Situation: A glitch is causing unexpected system reboots. After much testing, you identify the problem. A firmware patch should prevent it from recurring. Luckily, you've already got the tools that will let you remotely "flash", or update, your firmware.
Complication: If your system glitches while you're remotely updating firmware, you won't be able to connect to it remotely anymore. Oh...and your system is on another planet.
That's the firmware problem facing a NASA team right now. The Mars Reconnaissance Orbiter has seen unexpected reboots, and engineers believe they've got a patch that could fix it. However, they're worried that a mistake or unexpected reboot during the patch process might leave the satellite so confused it will stop transmitting its data.

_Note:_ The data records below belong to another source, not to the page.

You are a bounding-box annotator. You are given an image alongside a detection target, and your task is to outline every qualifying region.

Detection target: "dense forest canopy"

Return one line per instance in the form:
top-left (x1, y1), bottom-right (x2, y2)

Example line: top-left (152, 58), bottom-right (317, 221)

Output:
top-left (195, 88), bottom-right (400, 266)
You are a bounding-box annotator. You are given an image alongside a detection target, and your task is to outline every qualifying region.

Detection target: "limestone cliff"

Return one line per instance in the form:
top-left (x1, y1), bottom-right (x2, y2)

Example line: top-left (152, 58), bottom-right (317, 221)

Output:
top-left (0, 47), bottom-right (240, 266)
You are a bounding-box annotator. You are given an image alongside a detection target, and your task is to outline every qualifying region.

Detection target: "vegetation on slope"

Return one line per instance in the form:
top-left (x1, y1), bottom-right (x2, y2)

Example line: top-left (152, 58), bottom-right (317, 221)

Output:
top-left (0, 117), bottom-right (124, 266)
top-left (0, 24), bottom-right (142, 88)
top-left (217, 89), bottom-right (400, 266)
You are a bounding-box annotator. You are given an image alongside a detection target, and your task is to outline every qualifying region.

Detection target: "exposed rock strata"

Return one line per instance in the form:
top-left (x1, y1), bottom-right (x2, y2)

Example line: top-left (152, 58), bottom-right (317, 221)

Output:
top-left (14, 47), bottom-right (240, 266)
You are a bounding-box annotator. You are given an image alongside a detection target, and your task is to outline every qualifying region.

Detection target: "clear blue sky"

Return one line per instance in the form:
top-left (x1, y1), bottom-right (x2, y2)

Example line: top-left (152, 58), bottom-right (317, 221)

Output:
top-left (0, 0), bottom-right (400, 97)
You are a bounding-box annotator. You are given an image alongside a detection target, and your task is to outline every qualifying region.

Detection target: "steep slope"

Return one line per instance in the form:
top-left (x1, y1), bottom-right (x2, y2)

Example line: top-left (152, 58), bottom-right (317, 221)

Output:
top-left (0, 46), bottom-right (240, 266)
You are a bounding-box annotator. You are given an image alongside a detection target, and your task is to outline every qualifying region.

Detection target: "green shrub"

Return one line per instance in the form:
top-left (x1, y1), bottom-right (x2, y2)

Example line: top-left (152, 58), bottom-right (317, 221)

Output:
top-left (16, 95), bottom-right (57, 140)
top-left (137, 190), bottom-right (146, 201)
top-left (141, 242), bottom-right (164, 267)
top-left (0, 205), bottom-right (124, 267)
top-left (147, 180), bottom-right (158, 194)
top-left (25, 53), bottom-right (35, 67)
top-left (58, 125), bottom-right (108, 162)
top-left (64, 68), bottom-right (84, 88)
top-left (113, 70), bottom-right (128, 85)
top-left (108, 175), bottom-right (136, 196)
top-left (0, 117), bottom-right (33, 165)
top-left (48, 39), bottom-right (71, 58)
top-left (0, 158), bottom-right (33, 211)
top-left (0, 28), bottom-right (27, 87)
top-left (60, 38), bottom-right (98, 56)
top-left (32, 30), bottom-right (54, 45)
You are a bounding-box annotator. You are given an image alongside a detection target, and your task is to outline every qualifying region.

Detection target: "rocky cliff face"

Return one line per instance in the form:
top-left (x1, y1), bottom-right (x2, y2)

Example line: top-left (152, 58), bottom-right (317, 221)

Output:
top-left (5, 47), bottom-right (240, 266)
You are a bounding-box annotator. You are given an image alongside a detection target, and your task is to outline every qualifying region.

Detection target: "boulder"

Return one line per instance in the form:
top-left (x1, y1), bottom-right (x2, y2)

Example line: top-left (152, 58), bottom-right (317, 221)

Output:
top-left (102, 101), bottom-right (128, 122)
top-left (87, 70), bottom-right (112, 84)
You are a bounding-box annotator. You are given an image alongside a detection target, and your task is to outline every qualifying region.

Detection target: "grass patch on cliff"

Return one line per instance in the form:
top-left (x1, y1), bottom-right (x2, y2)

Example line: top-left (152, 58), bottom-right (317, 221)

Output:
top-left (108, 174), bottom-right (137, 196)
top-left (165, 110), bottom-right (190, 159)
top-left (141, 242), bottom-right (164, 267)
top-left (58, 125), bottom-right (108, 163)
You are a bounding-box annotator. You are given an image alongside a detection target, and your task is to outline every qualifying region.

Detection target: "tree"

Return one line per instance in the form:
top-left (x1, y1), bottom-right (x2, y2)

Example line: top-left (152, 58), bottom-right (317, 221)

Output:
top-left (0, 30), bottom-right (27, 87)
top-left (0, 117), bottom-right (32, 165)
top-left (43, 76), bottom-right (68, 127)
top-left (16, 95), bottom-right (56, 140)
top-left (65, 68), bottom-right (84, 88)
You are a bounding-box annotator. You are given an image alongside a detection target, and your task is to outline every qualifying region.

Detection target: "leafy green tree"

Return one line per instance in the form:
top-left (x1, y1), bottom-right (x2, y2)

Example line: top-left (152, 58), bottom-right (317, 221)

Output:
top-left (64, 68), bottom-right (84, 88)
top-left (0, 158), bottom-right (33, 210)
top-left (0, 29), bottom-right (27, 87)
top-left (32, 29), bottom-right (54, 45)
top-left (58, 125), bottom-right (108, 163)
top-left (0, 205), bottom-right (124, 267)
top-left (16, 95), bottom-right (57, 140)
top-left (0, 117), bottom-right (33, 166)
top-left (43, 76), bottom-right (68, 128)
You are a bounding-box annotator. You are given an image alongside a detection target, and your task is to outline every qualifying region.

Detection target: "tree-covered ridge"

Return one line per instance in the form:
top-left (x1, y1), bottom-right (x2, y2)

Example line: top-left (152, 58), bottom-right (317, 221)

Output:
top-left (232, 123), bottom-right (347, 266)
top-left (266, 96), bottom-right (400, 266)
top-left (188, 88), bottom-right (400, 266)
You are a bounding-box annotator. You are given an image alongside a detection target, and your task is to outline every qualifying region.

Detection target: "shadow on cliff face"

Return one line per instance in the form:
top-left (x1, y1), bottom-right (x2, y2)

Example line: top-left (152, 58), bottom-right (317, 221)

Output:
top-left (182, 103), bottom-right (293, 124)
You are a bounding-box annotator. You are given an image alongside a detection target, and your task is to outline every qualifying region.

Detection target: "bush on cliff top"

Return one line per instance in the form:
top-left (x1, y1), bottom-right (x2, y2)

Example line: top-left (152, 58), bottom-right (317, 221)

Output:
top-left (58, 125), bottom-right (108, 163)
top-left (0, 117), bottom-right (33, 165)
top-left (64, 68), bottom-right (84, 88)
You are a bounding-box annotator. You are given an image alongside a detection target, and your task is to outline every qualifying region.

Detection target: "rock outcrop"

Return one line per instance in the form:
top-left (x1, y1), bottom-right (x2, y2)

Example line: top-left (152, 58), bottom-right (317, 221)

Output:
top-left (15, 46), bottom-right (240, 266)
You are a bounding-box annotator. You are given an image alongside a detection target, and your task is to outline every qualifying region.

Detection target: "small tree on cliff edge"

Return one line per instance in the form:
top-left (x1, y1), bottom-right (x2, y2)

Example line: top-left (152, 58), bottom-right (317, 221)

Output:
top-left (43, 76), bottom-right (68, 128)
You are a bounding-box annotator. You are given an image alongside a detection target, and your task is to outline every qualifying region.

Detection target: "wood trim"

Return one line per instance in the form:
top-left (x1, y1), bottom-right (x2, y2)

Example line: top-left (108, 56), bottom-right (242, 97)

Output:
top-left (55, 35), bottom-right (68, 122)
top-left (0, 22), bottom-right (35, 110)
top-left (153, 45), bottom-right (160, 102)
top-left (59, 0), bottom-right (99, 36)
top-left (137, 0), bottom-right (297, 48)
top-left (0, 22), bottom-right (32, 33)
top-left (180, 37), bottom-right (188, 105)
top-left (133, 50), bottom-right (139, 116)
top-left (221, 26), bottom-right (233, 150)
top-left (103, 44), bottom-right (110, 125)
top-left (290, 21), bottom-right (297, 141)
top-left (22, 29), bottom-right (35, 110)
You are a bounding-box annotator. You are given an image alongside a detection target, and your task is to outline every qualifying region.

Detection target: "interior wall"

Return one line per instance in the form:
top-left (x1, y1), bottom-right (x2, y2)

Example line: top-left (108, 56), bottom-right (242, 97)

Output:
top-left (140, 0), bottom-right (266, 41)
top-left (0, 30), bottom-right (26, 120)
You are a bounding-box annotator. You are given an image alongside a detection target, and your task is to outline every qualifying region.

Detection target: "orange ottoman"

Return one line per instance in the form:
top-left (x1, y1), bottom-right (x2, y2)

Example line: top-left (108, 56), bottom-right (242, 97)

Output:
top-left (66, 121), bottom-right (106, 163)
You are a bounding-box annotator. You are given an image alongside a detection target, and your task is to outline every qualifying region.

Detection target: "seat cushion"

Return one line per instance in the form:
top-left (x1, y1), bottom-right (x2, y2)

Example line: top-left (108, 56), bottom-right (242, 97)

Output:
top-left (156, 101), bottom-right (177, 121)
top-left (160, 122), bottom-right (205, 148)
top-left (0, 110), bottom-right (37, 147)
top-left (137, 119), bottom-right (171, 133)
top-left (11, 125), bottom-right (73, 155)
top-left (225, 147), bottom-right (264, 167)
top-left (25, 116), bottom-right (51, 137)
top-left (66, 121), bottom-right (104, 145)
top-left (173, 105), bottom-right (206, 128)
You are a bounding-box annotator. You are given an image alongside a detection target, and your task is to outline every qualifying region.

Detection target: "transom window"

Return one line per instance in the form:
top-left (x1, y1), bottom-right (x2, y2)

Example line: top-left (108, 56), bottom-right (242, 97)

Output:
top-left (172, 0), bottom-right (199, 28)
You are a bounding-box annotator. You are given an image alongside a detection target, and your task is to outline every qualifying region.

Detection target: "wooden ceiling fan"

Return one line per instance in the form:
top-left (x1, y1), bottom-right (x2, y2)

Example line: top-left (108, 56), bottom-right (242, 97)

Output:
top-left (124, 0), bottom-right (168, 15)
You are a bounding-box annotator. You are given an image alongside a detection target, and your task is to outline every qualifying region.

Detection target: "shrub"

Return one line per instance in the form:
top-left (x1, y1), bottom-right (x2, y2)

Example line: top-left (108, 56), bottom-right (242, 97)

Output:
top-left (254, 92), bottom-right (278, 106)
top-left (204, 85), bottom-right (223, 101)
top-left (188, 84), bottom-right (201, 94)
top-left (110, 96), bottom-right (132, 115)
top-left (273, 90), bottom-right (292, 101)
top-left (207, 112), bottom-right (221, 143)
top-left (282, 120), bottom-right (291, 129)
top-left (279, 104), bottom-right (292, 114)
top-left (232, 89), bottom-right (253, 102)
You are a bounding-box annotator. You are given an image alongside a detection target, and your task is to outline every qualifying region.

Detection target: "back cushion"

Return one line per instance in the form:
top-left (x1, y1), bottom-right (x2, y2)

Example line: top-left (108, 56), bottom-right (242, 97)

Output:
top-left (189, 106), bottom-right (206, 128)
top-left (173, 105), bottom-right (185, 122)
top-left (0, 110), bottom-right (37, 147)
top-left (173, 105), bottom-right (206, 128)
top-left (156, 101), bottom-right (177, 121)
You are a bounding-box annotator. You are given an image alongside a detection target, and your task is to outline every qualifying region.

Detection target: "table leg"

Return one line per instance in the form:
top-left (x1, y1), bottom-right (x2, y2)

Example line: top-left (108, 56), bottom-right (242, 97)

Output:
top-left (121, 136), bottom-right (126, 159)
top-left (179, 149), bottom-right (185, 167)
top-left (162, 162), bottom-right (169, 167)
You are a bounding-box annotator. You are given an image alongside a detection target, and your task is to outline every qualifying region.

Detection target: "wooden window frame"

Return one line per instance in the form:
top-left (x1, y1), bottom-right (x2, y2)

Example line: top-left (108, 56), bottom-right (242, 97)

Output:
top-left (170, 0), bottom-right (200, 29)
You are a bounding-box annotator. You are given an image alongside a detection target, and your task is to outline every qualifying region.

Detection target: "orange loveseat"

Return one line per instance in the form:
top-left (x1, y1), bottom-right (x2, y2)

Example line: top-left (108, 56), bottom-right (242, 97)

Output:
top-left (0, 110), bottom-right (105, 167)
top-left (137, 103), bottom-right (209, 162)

ProLiant engineers have actually grappled with this very same problem, though a little closer to home.
Before I explain that, an aside: there's a cool connection between HP engineering and Mars spacecraft. Lossless compression technology developed by HP labs and used in HP's RGS software for workstations was used by NASA for transferring images from the Spirit Rover on Mars.
Here's two ways that ProLiant blades -- including the RGS-using ProLiant WS460c G6 workstation blade -- protect you from this "botched update" scenario:
1. Redundant ROMs - There are two ROM images stored on each blade. One is a "primary" image, used to boot. The other is a "backup" image. Here's a screenshot from RBSU showing the version numbers (dates, actually) of the primary and backup images on one blade.
When you flash a ROM, it actually overwrites the backup image, and then makes this image the new primary. The original primary becomes the new backup. This hedges against both a new image being bad, and against the flash process failing to complete or corrupting the image. (One reason a flash might fail: total loss of power during a flash.)
By the way, if both ROM images are valid, you can select which one you want to use at boot time from RBSU. Here's a short video showing that:
There's also a manual way described in the Maintenance and Server Guide to force a boot to the redundant image by setting some physical DIP switches inside the blade itself.
2. Bootblock - There's actually a third, non-flashable section of a ProLiant ROM. This "boot block" section
includes a a disaster-recovery feature that lets the server flash a new ROM image, even if both of the existing ROM images are corrupted.
BIOS & firmware updates are often used to fix glitches, but HP (and presumably NASA) also add new features or enhancements too. We post release notes that describe all the fixes and enhancements added to each version. Here's a recent one added to the BL460c G6.
For example, one enhancement in this latest version is a "boot override menu" (see screenshot below), displayed by hitting F11 during boot. It lets you specify a "one time" override of the RBSU boot order, so you can boot to some other device. After booting that one time, the system will fall back to its original boot order settings.